DRAFT Scraping FBref with Python: A Beginner's Guide
Scrape football data from FBref using Python and the ScraperFC package with no coding knowledge prerequisites whatsoever.
Scraping FBref with Python
FBref is a free football statistics site run by Sports Reference LLC, offering detailed player and team data — including some unique stats like penalties won, not available elsewhere. In addition, I have found FBref to be significantly more accurate and comprehensive than competitors such as Transfermarkt, particularly on penalty data.
This project shows you an easy-peasy and adaptable way to scrape football data from FBref using Python and the ScraperFC package.
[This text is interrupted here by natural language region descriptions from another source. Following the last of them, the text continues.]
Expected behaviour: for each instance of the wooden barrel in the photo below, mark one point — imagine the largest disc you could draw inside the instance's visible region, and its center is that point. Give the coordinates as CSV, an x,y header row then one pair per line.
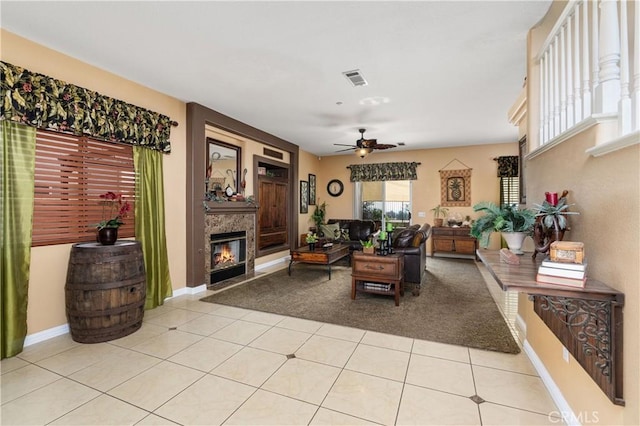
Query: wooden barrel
x,y
105,291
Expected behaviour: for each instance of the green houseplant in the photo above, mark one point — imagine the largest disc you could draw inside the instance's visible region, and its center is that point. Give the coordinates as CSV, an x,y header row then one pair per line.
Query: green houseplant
x,y
551,223
311,239
319,214
439,213
503,219
118,209
367,246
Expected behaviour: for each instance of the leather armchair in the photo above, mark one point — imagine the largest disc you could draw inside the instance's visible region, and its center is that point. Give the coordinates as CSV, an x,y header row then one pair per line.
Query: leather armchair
x,y
412,241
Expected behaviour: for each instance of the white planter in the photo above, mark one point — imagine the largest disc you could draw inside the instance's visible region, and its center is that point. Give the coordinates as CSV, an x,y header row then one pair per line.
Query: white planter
x,y
514,241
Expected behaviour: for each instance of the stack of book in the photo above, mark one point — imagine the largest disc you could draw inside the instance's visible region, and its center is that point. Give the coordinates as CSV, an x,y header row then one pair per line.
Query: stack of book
x,y
562,273
377,286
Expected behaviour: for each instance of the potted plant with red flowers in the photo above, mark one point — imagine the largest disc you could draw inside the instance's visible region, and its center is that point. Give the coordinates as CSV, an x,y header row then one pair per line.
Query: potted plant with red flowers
x,y
114,209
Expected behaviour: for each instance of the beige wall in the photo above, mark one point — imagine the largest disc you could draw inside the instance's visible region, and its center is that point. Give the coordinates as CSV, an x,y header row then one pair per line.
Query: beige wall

It is particulary suitable for beginner programmers.
Scraping is a method of extracting data from websites. You write a programming script that requests HTML content from a website. It’s just like you were browsing the site, except your program can race through countless pages and copy the data. The program then parses (filters and converts) this data so you just get the information you want delivered as a file to a location you want. It is infinitely more efficient than manual data collection and is the best option when APIs or downloadable files are not provided by the site.
By the end, you’ll be able to:
- set up a JupyterLab environment using Anaconda Navigator
- extract customised football data for players and teams from FBref
- clean and merge datasets for easier analysis across leagues and seasons
We will go from this: to this:
Prerequisites
Internet connection
3-4 GB of disk space
Ability to install programs (admin rights if needed)
Always check a website’s robots.txt and terms of service before scraping *
No coding skills required.
I am not a programmer. I need this data for personal projects that are helping me learn coding skills. Therefore, scraping this data was more challenging for me than most people and I made very avoidable errors. Often, documentation assumes a basic level of familiarity with environments and terminology which I do not possess. Therefore, I will explain all steps without assuming any knowledge whatsoever.
All tools will be installed during the guide
We will set up the environment in Step 1: Setting Up Your Environment.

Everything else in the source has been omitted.